Unfortunately, ordinary citizens do not have, for the present, a say in international decisions regarding bioethical issues (apart from campaigning and protesting), although, to the extent that these decisions affect local practices, they all have a stake in them. In most cases, this is the provenance and privilege of legal experts who are appointed by their governments. Legal experts may share the same background, something that provides them at least with a common starting point, but they do not necessarily express the views of the majority of their fellow citizens. This is an affront not only to democratic citizenship but also to bioethics envisaged as a set of moral principles concerning biomedical practice and research most people would be willing to accept.

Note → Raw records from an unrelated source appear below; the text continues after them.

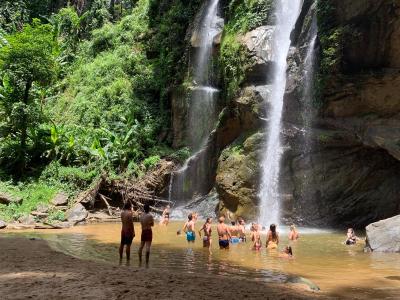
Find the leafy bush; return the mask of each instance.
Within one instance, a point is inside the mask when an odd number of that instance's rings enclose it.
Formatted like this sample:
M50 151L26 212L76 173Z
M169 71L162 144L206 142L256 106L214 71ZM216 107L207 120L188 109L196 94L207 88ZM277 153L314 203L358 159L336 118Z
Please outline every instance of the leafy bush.
M241 35L267 23L272 15L272 3L272 0L232 0L229 3L219 56L227 100L236 95L251 65L247 49L240 42Z
M159 162L160 162L160 156L154 155L143 160L143 165L146 167L147 170L149 170L155 167Z
M58 189L41 182L19 183L0 182L0 192L23 199L21 205L0 205L0 218L5 221L16 220L28 215L39 204L47 204L58 192Z

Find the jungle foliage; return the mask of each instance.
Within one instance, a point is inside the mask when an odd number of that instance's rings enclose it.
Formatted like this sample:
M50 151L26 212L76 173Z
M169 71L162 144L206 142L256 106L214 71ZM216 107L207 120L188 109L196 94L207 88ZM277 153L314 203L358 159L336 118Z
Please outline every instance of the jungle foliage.
M76 193L103 172L140 176L161 157L185 159L170 148L168 96L201 2L2 1L0 179L12 181L0 191Z

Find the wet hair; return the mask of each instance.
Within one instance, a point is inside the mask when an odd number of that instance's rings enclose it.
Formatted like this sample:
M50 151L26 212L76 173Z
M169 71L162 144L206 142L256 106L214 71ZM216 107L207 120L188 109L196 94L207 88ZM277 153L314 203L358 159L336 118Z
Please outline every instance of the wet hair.
M132 208L132 203L130 201L124 204L124 209L131 209L131 208Z
M276 240L278 235L276 234L276 225L275 224L271 224L269 226L269 230L271 230L272 233L272 239Z

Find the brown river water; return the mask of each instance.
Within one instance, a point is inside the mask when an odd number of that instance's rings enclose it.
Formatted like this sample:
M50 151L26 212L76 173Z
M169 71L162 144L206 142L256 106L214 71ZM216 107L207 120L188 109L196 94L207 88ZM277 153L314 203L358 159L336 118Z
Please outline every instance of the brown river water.
M202 222L198 222L199 227ZM322 293L360 299L400 299L400 254L364 253L364 242L343 244L344 233L300 229L301 237L290 242L294 259L279 258L278 251L253 251L251 242L219 250L213 228L213 250L209 254L197 237L188 245L184 235L177 235L182 222L167 227L156 225L150 267L189 273L252 278L267 282L287 282L304 277ZM40 237L58 251L82 259L118 263L120 224L106 223L58 230L10 232L14 235ZM136 249L140 225L135 224L132 267L136 266ZM263 236L265 242L265 236ZM289 244L281 233L280 249Z

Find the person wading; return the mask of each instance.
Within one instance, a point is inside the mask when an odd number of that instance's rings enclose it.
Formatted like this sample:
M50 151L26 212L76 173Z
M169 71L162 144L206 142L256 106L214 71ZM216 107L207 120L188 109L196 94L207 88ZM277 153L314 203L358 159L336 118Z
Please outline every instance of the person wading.
M146 267L149 266L150 259L150 247L153 240L153 231L151 227L154 226L154 218L150 214L150 206L148 204L144 205L144 213L140 216L140 224L142 225L142 236L141 244L139 247L139 263L142 264L142 252L144 246L146 246Z
M194 229L195 221L193 219L193 214L188 215L188 220L183 225L183 231L186 233L186 240L188 243L194 243L196 240L196 232Z
M229 249L229 240L231 238L231 233L229 232L229 227L224 223L225 217L219 217L219 224L217 225L219 248Z
M126 259L129 261L131 256L131 245L135 237L135 228L133 226L132 204L127 202L124 204L124 210L121 213L121 244L119 246L119 258L122 260L124 246L126 246Z

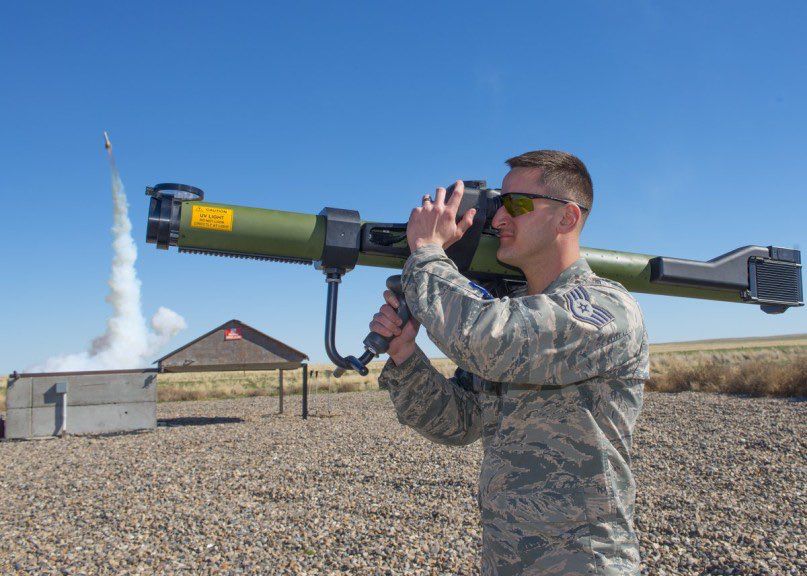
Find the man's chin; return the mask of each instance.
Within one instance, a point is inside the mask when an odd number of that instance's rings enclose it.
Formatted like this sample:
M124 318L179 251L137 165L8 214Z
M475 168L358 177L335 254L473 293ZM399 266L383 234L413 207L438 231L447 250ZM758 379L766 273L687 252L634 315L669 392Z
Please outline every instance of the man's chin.
M496 259L502 264L518 267L518 264L513 260L513 255L502 246L499 246L499 249L496 251Z

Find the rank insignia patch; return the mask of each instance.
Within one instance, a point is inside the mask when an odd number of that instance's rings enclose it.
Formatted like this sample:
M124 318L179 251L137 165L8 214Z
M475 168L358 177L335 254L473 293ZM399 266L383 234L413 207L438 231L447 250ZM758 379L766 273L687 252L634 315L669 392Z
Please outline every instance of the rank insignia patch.
M566 299L566 307L572 316L581 322L588 322L597 328L602 328L614 319L614 315L608 310L591 303L591 295L582 286L570 290L563 297Z

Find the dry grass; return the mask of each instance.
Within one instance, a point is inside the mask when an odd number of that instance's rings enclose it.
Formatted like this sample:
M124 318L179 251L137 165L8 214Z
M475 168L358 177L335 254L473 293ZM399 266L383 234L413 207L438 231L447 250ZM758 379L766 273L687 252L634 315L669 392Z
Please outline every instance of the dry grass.
M647 389L658 392L724 392L753 396L807 396L807 335L771 338L702 340L650 347ZM454 363L435 358L432 364L446 376ZM341 378L330 364L309 366L312 393L375 390L384 362L372 362L370 373L355 372ZM275 396L278 373L201 372L160 374L157 395L161 402L249 396ZM0 377L0 412L6 409L6 377ZM284 372L286 394L300 394L302 372Z
M807 346L654 354L647 389L807 396Z
M651 344L650 353L747 350L750 348L782 348L791 346L807 346L807 334L757 336L753 338L721 338L719 340L691 340L689 342Z

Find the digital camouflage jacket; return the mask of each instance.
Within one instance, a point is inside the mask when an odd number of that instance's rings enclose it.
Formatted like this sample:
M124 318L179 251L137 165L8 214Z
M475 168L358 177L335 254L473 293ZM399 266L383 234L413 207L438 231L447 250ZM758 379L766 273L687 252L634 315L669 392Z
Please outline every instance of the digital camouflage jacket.
M426 438L482 440L482 573L638 574L630 450L648 347L634 298L581 258L542 294L493 299L434 245L403 286L459 368L446 378L418 349L379 382Z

There must be established clear procedures, open to all, to make these experts more responsive to their concerned citizens’ relevant positions provided that the latter are widely informed, considered, and show sympathy for other people’s predicaments and viewpoints. This will not be easily achieved, but this appears to be a plausible strategy to combat inaction or procrastination in the face of pressing global bioethical problems as well as to avoid the imposition of moral norms from those who govern on those who are governed or, at an international level, from those who happen to occupy a culturally hegemonic position, on those who were historically less fortunate.

Conclusion

Citizenship, as it has been discussed here, remains a catchword of paramount importance for political theory, since it defines the overarching relation of a free individual to the political community to which he or she belongs. Although historically the meaning of being a citizen has always been subject to change, the emphasis that has been given to its study during the last three decades has provided us with enriched and nuanced conceptions we had never previously considered. The benefits accruing from this development point to different directions including the improvement of decision-making procedures pertaining to global bioethics.